Cabinet recently approved principles of the Consumer Protection Bill, which will be tabled before Parliament soon.
The proposed law, which has been in the works for some time, coincides with a recent bout of arbitrary price increases by retailers.
The new law will give bite to the Consumer Council of Zimbabwe, which has largely been viewed as a toothless bulldog.
The law criminalises the practice of retailers and manufacturers forcing consumers to buy extra goods in order to purchase a single item.
Not displaying prices on shop shelves will also become an offence.
Furthermore, the law seeks to prohibit tele-marketing of goods and services by retailers and manufacturers without consumers’ permission.
Breaching the law will attract deterrent penalties that range from fines to withdrawal of trading licences.
Industry and Commerce Deputy Minister Mr Raji Modi told The Sunday Mail last week that Government would fast-track the law as it was overdue.
He said, “Everything is now in order. The Bill is ready and now awaits to go to Parliament. The Bill has been on hold for quite some time now; thus, Government is going to work with speed so that it becomes law.
“We want to create a law for consumer protection like most countries have done, a law that will give teeth to the Consumer Council (of Zimbabwe) to make sure there are no unfair business practices and unjustified price increases.”
Through the new law, it will become possible, Deputy Minister Modi said, to rein in businesses that profiteer at consumers’ expense.
“The law will be able to take certain action where appropriate.
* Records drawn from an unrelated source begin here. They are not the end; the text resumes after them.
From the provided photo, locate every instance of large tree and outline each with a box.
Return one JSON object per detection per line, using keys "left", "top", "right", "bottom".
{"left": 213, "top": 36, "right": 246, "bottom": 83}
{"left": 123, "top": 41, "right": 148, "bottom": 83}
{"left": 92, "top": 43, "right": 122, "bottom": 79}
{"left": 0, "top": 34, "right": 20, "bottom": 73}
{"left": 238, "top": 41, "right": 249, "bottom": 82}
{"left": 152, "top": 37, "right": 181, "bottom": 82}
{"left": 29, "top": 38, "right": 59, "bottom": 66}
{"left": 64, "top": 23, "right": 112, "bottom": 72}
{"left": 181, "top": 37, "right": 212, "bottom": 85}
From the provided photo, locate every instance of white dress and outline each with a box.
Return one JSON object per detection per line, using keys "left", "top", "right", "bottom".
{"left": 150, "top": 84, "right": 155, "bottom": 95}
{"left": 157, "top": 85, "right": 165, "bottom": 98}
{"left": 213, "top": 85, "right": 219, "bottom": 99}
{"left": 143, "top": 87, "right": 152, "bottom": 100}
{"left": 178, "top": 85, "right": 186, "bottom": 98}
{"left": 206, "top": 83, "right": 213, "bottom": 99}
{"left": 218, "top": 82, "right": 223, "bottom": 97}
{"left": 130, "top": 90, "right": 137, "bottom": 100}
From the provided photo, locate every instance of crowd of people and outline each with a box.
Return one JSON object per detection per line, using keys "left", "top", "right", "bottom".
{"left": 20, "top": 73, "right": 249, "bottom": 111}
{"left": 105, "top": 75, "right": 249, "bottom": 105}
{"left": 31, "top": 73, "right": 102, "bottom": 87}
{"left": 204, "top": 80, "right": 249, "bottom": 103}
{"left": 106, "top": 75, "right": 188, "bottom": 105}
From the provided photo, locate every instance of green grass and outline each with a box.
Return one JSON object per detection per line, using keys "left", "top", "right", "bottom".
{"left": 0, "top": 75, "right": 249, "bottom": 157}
For example, at the moment, when there are unwarranted price (increases), there is nothing much that can be done, the best they can do is just complain about that and it ends there.
“All along we have been working on this Bill and it now awaits the process of being tabled in Parliament,” he said.
CCZ executive director Ms Rosemary Siyachitema said the law would protect consumers.
“This will be a national law that will have a body which will have powers to prosecute and incarcerate perpetrators of such crimes,” she said.
“Now consumers have a law to fall back on as all along we used moral suasion. We now have a law to fall on. We are glad that as CCZ, we have been part of making the law.”
Some retailers have been demanding payment in US dollars only.
To cushion consumers and restore sanity in the market, Government last week introduced a price monitoring system along the production value chain from manufacturers to retailers.